Commentary: Civil society experts react to the 2021 Summit for Democracy

"Experts React: The 2021 Summit for Democracy," 16 Dec. 2021

The Biden administration achieved at least two of its goals at the Summit for Democracy: it sounded the alarm on the state of global democracy, which has suffered precipitous declines over the last 15 years, and it signaled that there is a global audience interested in discussing strategies to tackle this decline.

... Only the United States announced significant new policy initiatives and funding streams at the summit, with most other participants reserving any potential announcements for the upcoming “year of action.”

... [The United States] should more proactively and consistently engage civil society organizations—ideally integrating them into the summit follow-up process directly rather than in a parallel and less meaningful track—and work with them to both monitor current summit commitments and develop additional deliverables for the second summit in 2022.

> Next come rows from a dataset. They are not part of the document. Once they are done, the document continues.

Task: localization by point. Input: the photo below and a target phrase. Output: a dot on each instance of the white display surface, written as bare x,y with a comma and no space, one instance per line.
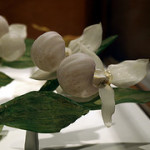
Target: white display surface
130,129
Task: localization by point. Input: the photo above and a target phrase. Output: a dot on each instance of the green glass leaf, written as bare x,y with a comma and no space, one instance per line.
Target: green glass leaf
50,85
44,112
48,112
4,79
106,43
24,61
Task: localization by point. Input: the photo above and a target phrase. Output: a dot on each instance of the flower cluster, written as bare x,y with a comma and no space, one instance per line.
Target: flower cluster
12,37
80,72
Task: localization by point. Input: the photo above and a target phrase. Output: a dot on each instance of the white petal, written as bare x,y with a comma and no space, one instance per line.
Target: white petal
60,91
92,37
108,104
98,62
74,45
12,47
128,73
4,27
19,29
43,75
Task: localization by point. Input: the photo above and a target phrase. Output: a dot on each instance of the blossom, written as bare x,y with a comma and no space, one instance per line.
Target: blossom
91,43
124,74
80,81
12,37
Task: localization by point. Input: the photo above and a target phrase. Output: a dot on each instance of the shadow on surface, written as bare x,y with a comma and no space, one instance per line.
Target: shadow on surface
109,146
71,138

... And the United States should acknowledge the impacts of the private sector on democracy—positive and negative—and bring companies and investors into the summit process directly, including calling on them to make their own specific commitments in areas such as economic inequality, protection for human rights defenders, and the impact of technology on democracy and human rights. With the single largest U.S. deliverable being a $122 million effort to protect worker rights globally, the lack of discussion—much less deliverables—by the private sector on this or related subjects at the summit was both conspicuous and inexplicable.